Trembling, she forced herself to stop, hiccoughed, and stood, fumbling at her skirt pocket for a handkerchief.

Lincoln silently fished a clean one from his coat. Years of living with Mary had taught him to carry them.

She took it from him, feeling surprisingly, suddenly clear in her mind and heart. The poison-pain of resentment dissolved; it was as if a door had opened, in her life and in her mind.

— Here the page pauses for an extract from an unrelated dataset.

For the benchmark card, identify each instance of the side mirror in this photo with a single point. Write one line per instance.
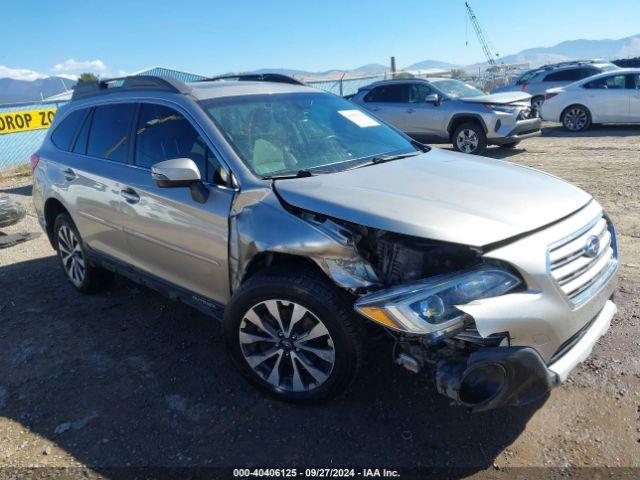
(180, 172)
(432, 98)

The words, flung at him in anger, showed themselves now as an actual solution, and it was as if an iron bond broke from around her chest.

She stretched out her hand, and laid it alongside his face. He looked up at her in surprise that was almost comical.

“You know Eddie hasn't been well,” she said softly. “And poor Bobby is bored frantic, aren't you, darling?”

Bobby regarded her for a moment with those wide-set, mismatched blue eyes, gauging what she wanted him to say. Then he nodded.

Lincoln shut his eyes, drew in his breath, and let it out. Then he looked up at her again, and took her hand between both of his. “You truly don't mind?”